Rather knew full well the story’s implications for the presidential election then only two months away. The anchorman’s experience at going after sitting presidents is well known, as is his dogged pursuit of tough assignments. But Rather’s reputation as a Bush hater, true or not, has allowed journalists to wonder whether Rather helped rush the story on the air partly for political reasons. “Elections have consequences,” the anchorman had been heard to mutter around the CBS News hallways last year, an apparent reference to his feelings about the crucial importance of replacing Bush this past November.

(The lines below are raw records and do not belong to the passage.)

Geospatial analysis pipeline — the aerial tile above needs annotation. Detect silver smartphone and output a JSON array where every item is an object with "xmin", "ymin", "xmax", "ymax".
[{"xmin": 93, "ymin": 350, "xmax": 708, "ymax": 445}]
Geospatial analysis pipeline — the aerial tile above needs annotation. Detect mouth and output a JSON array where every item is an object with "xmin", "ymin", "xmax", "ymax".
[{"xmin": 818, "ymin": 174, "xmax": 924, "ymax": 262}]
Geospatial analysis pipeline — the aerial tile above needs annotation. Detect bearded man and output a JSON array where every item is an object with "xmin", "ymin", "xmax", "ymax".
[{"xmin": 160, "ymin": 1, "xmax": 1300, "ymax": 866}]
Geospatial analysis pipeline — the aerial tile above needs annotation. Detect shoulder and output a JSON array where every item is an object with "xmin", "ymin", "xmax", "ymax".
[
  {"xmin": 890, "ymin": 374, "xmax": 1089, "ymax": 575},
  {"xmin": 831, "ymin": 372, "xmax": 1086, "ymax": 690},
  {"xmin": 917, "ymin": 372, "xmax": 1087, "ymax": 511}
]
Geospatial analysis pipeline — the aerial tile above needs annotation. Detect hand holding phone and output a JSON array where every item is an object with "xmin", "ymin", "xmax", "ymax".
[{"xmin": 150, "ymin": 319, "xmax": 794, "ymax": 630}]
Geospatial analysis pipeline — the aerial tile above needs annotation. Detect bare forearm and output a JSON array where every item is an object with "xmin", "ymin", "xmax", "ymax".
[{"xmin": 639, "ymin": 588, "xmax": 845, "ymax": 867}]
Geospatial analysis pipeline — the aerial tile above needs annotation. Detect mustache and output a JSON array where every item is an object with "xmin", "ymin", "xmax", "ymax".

One fascinating, largely overlooked paragraph in the commission’s report strongly supports the theory that Rather actively pushed the story through without adequate concern for its factual basis. While Rather told the commission that he warned Heyward of the story’s “radioactive” nature, Heyward denied to the commission that Rather ever said such a thing. Indeed, Heyward—once Rather’s executive producer at the Evening News—told the panel that when he warned Rather, the weekend before the story aired, to make certain the documents were real, Rather replied simply: “Of course.” In a later conversation, Heyward recalled Rather’s saying he did not want to “lose the exclusive.” Heyward recalled getting the impression from Rather that they were trying to beat another news outlet to the “scoop.”
“Should Dan resign for his part in this story? Yes,” says one CBS News executive. “Will he? No. It’s just not his style.” It’s unclear from the commission report who bears the responsibility for the network’s ultimately foolish hang-tough strategy after the story aired, but some CBS News producers and executives increasingly suspect that Rather was one prime force behind it. (Others, such as Gil Schwartz, CBS’s executive vice-president for communications, and Jim Murphy, the executive producer of the CBS Evening News, more sensibly argued for new reporting in the controversy’s immediate wake.) Rather has remained intensely loyal to his disgraced producer Mary Mapes, but those around him feel his loyalties should have been to the truth. “The producer lied,” one longtime Rather producer told me in an unsolicited, not-for-attribution e-mail, angry that other innocent people had been wrongly punished for Mapes’s transgressions. But the commission’s report showed that it was the considerable power of Rather—in addition to Mapes—that helped lead Howard, West, and others to trust the reporting on the National Guard story in ways they now must deeply regret.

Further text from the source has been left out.